The world's grain processing industry has always experienced losses due to spoilage of harvested grain in long-term storage. Poorly controlled moisture and temperature conditions within a grain mass foster undesirable chemical and biological breakdown of grain kernels due to mold and insect growth, leading to a chain reaction of spoilage that often spreads widely within a storage bin. The adverse economic impact of spoilage is well known. In the United States alone, total annual storage losses are estimated at more than $1 billion. Worldwide, 10 to 20 percent of the global grain harvest is lost each year to improper or inefficient storage and handling. In the words of Patricia Woertz, CEO Archer Daniels Midland Company, “Clearly, agriculture must do better. Preserving what is already grown is critical . . . Mitigating post-harvest losses is part of a four-part approach needed to ensure agriculture's ability to fulfill the world's increasing food and energy needs.” (address to World Economic Forum Annual Meeting, Davos, Switzerland, 1-27-2010).
This long-felt problem has spurred the development of technological solutions to augment or supplant human-based surveillance of grain stocks. The persistent need for a solution is evident in the proliferation of so-called temperature cable systems, which are in wide use for the purpose of monitoring stored grain temperature. A temperature cable's linear array of thermal sensors detects spoilage by detecting the heat generated by an exothermic chemical or biological spoilage event. This basic functionality has made temperature cables a well known product in the market. OPI Systems with their StorMax temperature cable product line, SafeGrain with their SafeTrack temperature monitoring system and Rolfes @Boone with their BCS 1000 temperature cable monitoring product are all companies that have benefited from the commercial success of this technology.

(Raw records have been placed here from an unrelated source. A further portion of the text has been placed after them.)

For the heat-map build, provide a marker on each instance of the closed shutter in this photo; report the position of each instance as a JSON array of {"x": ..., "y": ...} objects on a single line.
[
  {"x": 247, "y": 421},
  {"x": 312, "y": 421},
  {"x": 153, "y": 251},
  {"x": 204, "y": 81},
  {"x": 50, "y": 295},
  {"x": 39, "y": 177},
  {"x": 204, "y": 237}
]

The elapsed time between the development of a quality problem in stored grain, detection of the problem and performance of necessary mitigation actions has always been critical to the economic viability of any grain storage, transshipment or processing operation. Non-automated labor intensive surveillance methods have traditionally been slow and unreliable, resulting in large losses due to undetected spoilage. The proliferation of temperature cable systems has led to more repeatable measurements, but it has essentially automated a relatively slow detection process. Because of the insulation properties of grain, the generation of detectable temperature changes in the grain mass may lag the growth of economically significant spoilage by days or weeks. This, in turn, has led many grain managers to continue a costly human-based quality surveillance regimen despite the presence of a temperature monitoring system.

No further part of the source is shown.